このような発毛剤と育毛剤の効果の違いは、発毛剤にだけ入っている「ミノキシジル」 という発毛成分によります。

― 発毛剤か育毛剤どちらを使えばいい?頭皮の状態別に解説

育毛剤と発毛剤とは、毛髪の状態や目的により使い分けることが重要です。
育毛剤は、残っている毛髪を育てて頭皮のコンディションを安定させます。このため毛髪のボリューム低下、毛髪の太さや強さが弱いということが気になる方は、育毛剤がおすすめです。

一方で、薄毛で頭皮が目立つ方、シャンプーや朝起きた時など脱毛が次第に多くなってきた方には発毛剤が推奨されます。主に壮年性脱毛症:男性型脱毛症(AGA)と考えられる経過であるため、ミノキシジルの効果が期待されます。

― 副作用はある?使用する上で事前に知っておきたいこと

発毛剤、育毛剤に共通する副作用としては、使用例の約10%程度でありますが、皮膚の炎症が起きて、頭皮のかゆみ、かぶれ、発赤があります。
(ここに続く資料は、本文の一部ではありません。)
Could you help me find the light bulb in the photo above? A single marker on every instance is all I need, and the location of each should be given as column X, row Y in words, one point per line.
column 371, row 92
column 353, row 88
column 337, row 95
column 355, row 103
また、ミノキシジルは降圧薬として開発された経緯があるため、高血圧がある方は注意が必要です。
次の人は使用前に医師又は薬剤師に相談するようにしましょう。

  • 今までに薬や化粧品などによりアレルギー症状(例えば発疹・発赤、かゆみ、かぶれ等)を起こしたことがある人
  • 高血圧の人、低血圧の人
  • 心臓又は腎臓に障害のある人
  • むくみのある人
  • 家族、兄弟姉妹に壮年性脱毛症の人がいない人
  • 高齢者(65歳以上)
  • 甲状腺機能障害(甲状腺機能低下症、甲状腺機能亢進症)の診断を受けている人

これらの人は、発毛剤を使用中でも、ご自身の様子を観察しながら継続するようにしましょう。

― まとめ

育毛剤・発毛剤の違いは、壮年性脱毛症(男性型脱毛症:AGA)に対して効果がある「ミノキシジル」の有無 となります。薄毛が目立ってきている方は発毛剤を、髪のボリューム低下や質の向上としては育毛剤がおすすめです。気になる髪の状態や抜け毛の程度などによって、どちらを使用すべきか判断されると良いでしょう。